How hard can it be to get from Maine to New York? Friday night (1/5/07) I was editing my first novel while waiting in the Portland airport for hours. They announce that Kennedy is closing due to weather delays. I rebook myself on a flight the next morning and call my husband, Henry. He says he’ll drive in to get me and leaves our twelve -year-old son babysitting his sleeping younger sister.

I get a call on my cell from Henry, “I’m okay, but the car is totaled.” A sudden rainstorm had made the car hydroplane off the highway into a ditch. Some college students, one a former boy scout, stopped to help. By two in the morning we are all back home in Brunswick, minus one Subaru. Henry doesn’t even have a scratch.
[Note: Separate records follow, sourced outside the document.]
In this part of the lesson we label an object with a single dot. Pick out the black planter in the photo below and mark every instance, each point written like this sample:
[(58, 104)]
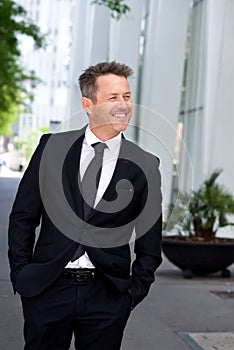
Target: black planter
[(199, 258)]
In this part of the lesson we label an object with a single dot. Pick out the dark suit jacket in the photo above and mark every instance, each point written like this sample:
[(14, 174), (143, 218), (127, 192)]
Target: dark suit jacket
[(55, 166)]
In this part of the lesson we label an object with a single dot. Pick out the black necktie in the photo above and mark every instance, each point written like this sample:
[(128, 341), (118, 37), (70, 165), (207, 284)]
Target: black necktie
[(89, 185)]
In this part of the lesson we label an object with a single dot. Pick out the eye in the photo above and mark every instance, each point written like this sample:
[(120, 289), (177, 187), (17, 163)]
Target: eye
[(127, 97)]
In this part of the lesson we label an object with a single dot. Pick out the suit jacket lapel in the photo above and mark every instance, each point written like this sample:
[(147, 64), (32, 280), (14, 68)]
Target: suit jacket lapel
[(122, 169), (71, 176)]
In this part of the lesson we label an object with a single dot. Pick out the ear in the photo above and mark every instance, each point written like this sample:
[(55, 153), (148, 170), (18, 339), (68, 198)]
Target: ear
[(86, 103)]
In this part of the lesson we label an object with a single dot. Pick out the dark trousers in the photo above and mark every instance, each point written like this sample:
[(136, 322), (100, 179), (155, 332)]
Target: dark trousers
[(92, 311)]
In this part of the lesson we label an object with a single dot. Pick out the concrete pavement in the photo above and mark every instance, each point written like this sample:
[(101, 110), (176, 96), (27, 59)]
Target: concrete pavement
[(178, 314)]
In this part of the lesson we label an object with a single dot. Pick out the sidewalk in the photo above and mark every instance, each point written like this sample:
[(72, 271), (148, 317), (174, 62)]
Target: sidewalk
[(178, 314)]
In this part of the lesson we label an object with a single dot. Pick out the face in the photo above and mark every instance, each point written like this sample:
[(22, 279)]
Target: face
[(111, 112)]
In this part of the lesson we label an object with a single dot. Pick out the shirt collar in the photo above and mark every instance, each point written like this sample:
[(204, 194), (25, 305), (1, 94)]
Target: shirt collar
[(112, 144)]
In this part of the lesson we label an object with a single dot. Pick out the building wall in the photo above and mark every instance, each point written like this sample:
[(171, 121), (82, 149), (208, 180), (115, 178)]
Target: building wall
[(151, 39)]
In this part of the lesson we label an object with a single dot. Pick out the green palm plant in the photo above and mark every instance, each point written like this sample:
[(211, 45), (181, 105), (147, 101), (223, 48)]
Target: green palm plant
[(208, 209)]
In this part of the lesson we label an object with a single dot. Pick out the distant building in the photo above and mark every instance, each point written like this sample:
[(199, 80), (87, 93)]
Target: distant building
[(54, 17)]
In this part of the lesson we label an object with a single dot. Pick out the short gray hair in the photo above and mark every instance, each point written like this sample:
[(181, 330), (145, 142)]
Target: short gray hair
[(87, 80)]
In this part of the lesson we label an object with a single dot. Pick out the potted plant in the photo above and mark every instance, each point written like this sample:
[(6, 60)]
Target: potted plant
[(193, 222)]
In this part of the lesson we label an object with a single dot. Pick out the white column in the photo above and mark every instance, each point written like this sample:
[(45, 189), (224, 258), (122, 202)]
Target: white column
[(90, 44), (219, 111), (162, 80)]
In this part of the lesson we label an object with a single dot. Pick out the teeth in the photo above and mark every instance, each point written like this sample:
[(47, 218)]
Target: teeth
[(119, 115)]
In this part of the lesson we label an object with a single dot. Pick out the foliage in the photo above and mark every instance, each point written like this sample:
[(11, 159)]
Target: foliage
[(117, 7), (16, 82), (206, 212)]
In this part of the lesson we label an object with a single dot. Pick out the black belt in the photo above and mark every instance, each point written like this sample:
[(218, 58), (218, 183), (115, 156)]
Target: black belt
[(81, 275)]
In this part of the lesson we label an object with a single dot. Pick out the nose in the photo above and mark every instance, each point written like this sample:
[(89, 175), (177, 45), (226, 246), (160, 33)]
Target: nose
[(121, 103)]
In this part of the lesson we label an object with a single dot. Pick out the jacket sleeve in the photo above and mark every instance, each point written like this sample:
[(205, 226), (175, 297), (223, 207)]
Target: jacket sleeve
[(148, 240), (25, 215)]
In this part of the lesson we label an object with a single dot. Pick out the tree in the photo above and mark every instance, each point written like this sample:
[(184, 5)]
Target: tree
[(16, 82), (117, 7)]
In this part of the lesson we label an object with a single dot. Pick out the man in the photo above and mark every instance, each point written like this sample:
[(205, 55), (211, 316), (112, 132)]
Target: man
[(77, 278)]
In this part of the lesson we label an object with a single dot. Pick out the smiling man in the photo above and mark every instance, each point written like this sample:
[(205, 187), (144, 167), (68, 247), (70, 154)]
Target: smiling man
[(78, 278)]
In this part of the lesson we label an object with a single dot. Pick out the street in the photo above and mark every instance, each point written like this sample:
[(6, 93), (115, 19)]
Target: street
[(178, 314)]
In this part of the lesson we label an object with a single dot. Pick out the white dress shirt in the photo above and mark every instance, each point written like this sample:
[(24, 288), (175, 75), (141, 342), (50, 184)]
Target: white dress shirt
[(110, 157)]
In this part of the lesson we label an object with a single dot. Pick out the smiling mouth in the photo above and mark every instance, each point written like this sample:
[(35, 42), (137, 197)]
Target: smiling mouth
[(119, 115)]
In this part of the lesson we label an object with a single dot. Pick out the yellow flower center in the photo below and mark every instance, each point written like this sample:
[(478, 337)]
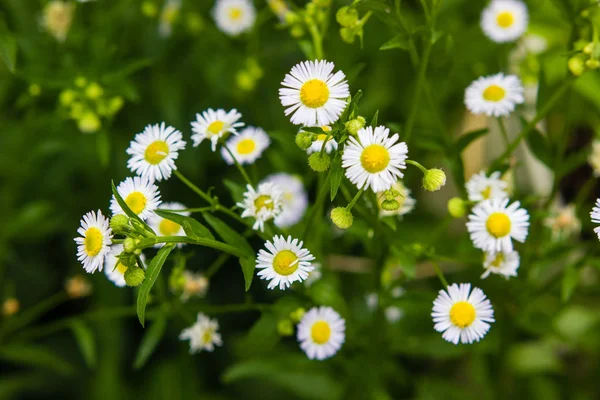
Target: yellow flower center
[(320, 332), (375, 158), (136, 201), (285, 262), (505, 19), (462, 314), (263, 202), (168, 227), (494, 93), (156, 152), (121, 268), (215, 127), (314, 93), (235, 13), (246, 146), (93, 241), (498, 225)]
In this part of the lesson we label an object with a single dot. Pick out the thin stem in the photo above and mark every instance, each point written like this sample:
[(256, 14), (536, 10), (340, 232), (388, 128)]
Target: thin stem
[(503, 130), (239, 166)]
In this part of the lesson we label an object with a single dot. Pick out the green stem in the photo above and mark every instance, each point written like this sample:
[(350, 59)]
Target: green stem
[(239, 166)]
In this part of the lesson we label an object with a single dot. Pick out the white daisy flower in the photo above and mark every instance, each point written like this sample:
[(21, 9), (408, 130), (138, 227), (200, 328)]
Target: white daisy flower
[(374, 159), (154, 151), (315, 275), (462, 314), (317, 145), (407, 203), (594, 157), (166, 227), (495, 95), (481, 187), (284, 263), (94, 243), (314, 94), (140, 195), (262, 204), (293, 197), (493, 224), (247, 147), (504, 20), (234, 17), (202, 335), (595, 215), (501, 263), (213, 125), (321, 332)]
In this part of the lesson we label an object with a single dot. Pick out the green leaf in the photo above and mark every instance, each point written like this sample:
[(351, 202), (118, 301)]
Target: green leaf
[(150, 340), (151, 274), (401, 41), (85, 341), (35, 356), (248, 266), (126, 208), (229, 235), (8, 48), (337, 173), (465, 140), (191, 226)]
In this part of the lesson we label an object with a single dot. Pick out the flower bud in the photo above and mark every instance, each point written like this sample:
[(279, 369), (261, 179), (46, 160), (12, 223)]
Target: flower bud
[(304, 139), (354, 125), (346, 16), (119, 224), (134, 276), (457, 207), (319, 162), (434, 179), (342, 217), (285, 327)]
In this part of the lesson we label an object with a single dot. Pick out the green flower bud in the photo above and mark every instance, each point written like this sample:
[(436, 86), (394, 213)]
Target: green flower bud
[(576, 65), (285, 327), (319, 162), (434, 179), (119, 224), (347, 16), (129, 245), (356, 124), (134, 276), (457, 207), (304, 139), (342, 217), (390, 205), (297, 314)]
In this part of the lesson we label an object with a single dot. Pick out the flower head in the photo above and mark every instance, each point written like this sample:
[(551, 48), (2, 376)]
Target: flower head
[(284, 262), (321, 332), (313, 94), (375, 159), (94, 241), (140, 195), (214, 125), (234, 17), (504, 20), (495, 95), (461, 314), (154, 151), (494, 223), (202, 335), (247, 147), (263, 204)]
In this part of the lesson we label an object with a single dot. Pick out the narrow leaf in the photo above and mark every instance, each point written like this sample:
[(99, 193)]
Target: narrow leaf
[(150, 341), (151, 274)]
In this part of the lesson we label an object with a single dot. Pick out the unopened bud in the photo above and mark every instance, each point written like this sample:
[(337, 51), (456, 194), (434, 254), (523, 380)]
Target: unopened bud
[(342, 217)]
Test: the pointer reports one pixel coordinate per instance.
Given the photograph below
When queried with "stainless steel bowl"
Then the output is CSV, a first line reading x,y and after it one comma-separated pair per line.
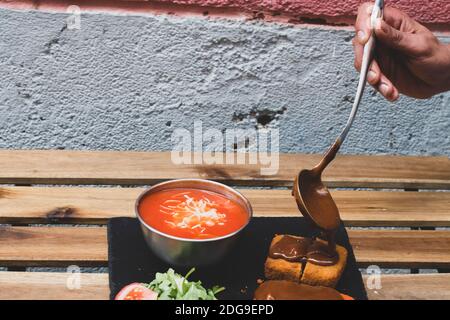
x,y
191,252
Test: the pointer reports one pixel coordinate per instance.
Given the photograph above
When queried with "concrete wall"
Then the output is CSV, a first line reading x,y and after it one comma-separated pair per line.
x,y
126,82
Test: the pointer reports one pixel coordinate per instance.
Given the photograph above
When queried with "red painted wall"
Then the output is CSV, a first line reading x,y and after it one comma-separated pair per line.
x,y
436,12
428,11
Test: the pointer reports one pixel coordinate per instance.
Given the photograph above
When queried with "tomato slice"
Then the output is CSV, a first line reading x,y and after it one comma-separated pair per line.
x,y
136,291
346,297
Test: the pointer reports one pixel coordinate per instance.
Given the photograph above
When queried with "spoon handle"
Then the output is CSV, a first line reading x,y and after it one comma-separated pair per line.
x,y
369,48
377,12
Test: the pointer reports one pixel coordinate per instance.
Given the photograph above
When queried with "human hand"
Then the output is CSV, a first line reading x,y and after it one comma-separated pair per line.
x,y
408,58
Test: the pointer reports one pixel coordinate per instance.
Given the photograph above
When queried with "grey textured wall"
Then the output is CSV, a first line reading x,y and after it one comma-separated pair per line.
x,y
125,83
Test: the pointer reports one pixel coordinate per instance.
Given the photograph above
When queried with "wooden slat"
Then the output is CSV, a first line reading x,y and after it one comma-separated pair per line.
x,y
53,246
109,167
412,287
400,248
60,246
45,285
52,286
96,205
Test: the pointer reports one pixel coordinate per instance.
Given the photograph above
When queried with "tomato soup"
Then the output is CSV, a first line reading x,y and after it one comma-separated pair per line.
x,y
192,213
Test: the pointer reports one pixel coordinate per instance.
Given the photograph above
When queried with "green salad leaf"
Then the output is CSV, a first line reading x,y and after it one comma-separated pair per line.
x,y
173,286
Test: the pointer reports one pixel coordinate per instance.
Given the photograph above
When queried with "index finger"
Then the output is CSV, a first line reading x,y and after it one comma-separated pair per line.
x,y
362,24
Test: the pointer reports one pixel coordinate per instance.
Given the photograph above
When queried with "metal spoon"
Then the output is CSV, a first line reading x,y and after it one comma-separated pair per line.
x,y
312,196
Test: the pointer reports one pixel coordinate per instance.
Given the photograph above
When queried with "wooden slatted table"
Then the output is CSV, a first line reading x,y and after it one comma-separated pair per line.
x,y
43,194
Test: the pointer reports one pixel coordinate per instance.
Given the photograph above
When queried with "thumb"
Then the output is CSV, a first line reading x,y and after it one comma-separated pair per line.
x,y
394,38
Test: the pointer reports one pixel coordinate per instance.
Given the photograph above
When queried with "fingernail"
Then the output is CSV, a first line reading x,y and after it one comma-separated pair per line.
x,y
378,24
371,76
384,89
361,36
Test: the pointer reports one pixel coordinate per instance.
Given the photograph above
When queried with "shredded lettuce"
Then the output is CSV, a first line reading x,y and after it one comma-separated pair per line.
x,y
173,286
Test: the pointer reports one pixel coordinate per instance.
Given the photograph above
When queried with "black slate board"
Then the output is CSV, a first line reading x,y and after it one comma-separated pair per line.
x,y
130,260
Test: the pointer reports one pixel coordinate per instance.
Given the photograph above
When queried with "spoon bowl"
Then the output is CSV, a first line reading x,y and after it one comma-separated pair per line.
x,y
315,201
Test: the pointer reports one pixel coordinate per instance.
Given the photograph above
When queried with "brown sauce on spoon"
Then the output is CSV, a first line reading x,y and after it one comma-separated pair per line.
x,y
315,201
287,290
295,249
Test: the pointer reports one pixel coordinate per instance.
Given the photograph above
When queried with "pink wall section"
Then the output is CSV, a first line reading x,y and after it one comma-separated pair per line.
x,y
435,12
429,11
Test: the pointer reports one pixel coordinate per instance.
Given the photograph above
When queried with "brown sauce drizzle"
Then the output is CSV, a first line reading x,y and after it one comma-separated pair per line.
x,y
296,249
287,290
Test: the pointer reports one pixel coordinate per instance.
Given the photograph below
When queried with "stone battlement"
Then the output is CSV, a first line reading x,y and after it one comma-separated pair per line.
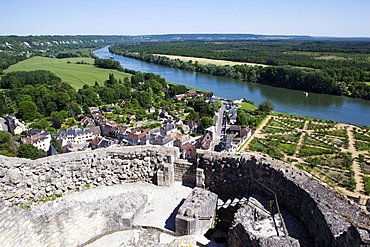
x,y
330,218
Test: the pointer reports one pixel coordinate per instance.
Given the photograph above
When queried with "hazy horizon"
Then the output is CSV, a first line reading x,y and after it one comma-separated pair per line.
x,y
325,18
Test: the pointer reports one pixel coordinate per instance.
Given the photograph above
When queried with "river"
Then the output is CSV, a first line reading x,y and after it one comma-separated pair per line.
x,y
322,106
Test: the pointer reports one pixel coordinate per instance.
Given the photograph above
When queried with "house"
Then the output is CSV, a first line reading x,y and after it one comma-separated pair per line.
x,y
38,138
99,142
134,137
3,125
87,121
192,92
208,96
179,139
246,132
15,127
232,116
151,109
94,110
213,100
130,117
118,131
179,96
185,128
163,114
234,130
188,151
110,109
161,140
204,142
194,125
121,103
75,135
168,129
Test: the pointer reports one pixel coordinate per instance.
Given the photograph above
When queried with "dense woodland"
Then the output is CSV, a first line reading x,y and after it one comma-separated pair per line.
x,y
41,96
332,67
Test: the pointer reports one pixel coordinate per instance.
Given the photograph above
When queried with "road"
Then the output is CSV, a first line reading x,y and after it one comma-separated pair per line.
x,y
218,126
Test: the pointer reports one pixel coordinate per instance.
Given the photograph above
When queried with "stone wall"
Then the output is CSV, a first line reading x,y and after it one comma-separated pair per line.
x,y
185,172
196,215
330,218
25,181
68,223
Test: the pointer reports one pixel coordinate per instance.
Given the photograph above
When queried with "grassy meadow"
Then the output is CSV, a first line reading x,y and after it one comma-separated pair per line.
x,y
77,75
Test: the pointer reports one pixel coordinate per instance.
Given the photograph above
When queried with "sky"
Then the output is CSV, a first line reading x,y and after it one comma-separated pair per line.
x,y
335,18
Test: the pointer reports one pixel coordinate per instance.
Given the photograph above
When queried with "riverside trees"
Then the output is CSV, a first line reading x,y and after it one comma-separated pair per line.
x,y
340,76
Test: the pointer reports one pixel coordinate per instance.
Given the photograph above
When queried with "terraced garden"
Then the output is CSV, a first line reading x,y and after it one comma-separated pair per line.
x,y
322,148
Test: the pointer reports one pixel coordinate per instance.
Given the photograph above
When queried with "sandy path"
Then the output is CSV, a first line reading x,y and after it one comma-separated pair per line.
x,y
360,190
256,134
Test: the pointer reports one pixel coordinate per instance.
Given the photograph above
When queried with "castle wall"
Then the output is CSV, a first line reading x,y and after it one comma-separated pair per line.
x,y
25,181
328,216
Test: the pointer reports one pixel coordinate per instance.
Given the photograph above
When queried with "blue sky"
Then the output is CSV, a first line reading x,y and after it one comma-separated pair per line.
x,y
339,18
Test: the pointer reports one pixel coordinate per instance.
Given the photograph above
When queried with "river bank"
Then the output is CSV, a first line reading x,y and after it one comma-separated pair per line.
x,y
337,108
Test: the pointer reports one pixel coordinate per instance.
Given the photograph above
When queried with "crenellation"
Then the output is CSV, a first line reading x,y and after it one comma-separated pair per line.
x,y
330,218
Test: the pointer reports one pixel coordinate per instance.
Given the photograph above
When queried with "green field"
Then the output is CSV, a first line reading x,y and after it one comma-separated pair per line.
x,y
77,75
247,106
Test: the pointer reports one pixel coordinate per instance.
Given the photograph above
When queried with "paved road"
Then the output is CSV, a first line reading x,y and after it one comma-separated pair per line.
x,y
218,126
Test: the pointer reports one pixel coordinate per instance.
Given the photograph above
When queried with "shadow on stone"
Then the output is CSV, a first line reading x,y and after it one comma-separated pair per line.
x,y
170,222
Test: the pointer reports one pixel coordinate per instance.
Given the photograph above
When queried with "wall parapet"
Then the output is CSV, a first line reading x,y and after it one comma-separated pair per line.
x,y
24,181
330,217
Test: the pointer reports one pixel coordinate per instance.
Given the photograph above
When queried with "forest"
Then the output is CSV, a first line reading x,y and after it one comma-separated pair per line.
x,y
331,67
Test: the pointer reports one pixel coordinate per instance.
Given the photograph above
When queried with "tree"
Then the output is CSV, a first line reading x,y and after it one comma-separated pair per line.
x,y
205,123
27,110
266,106
28,151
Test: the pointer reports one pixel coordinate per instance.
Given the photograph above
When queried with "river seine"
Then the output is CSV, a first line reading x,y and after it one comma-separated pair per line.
x,y
322,106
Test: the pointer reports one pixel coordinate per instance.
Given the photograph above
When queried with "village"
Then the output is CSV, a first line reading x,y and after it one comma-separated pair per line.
x,y
95,130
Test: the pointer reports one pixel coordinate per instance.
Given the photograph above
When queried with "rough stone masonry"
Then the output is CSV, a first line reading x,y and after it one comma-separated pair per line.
x,y
330,218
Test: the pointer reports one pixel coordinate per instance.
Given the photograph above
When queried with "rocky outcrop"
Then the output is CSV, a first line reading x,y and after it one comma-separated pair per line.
x,y
68,222
330,218
24,182
197,214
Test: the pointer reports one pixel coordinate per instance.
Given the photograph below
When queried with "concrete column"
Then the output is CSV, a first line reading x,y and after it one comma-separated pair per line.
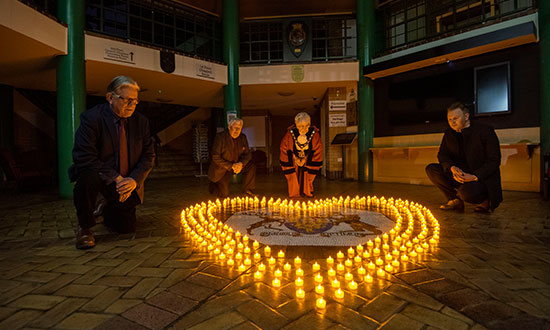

At the NYC Party: Petria, Me, Cathy, Jen, Llisa, Amy and Deb

On three hours of sleep, I still enjoy my friend’s party in New York Saturday night (1/6/07). She is the first of my Dalton School friends to turn forty and does it with style. There must have been thirty people there, and I talk to maybe twenty. Petria May, in peacock blue Pucci, quit law to open a vintage clothing store in the Berkshires. Llisa Demetrios, a sculptor from California wine country, bemoans the rising cost of bronze since 9/11. A New York investment banker reads only electronic books. He’s reading War and Peace on his Blackberry one sentence at a time. I promise a book group that I’ll visit when (and if) my novel gets published.

As I leave, my hostess asks if I met their friend the editor who just got promoted at a good publishing house.

What editor? Oh, well.

On Monday (1/8/07) it's raining sideways. I borrow a raincoat and umbrella from my mother and head out in a short skirt and high-heeled flower power boots to meet Jean Naggar, my agent, for a 12:30 lunch at A La Turka on East 74th. Only a few blocks from arriving on time, a man in a wheelchair asks, “Miss, can you help me?” He’d scattered about 20 quarters all over the sidewalk. What would the ethicist say? I bend down to help him, and my hair blows wildly in the wind. I’m wet and running late. I arrive at an empty restaurant and go downstairs to fix myself up. My hand comes away from the banister brown with varnish, but it scrubs off. It’s now 12:45 so I call my agent’s assistant only to learn that the time was meant to be 1:00. By then I’ve had time to look back over my manuscript.

Jean is always a delight and her enthusiasm infectious. She brought along her daughter Jennifer Weltz, who handles their foreign and film rights, because she thinks we have a lot in common. We do. Their advice is helpful and well worth the trip. I come home re-energized to tackle the final revisions. There is more rewriting than writing to creating a novel.

Visit my website: www.sarahlaurence.com

4 comments:

Anonymous said...

Sarah
It was so wonderful to celebrate with everyone and I couldn't believe all of the collateral damage that ensued (delayed flight, totaled car). Thank God Henry was ok.

I realize that your story has something in common with "Men in Trees" -- the New Yorker working on her book in a far-off and beautiful wilderness land.

Jennifer

Petria May said...

Hi, Sarah. New York may well be more enjoyable after only three hours of sleep. Mind the moose. Petria in Pucci (and Massachusetts).

Anonymous said...

The ethicist would be proud.... Of course, that fellow better use his quarters to buy Moose Crossing! It's fun to read this and I look forward to more posts!

Luyen

Anonymous said...

I think you are doing a great jobin this blog.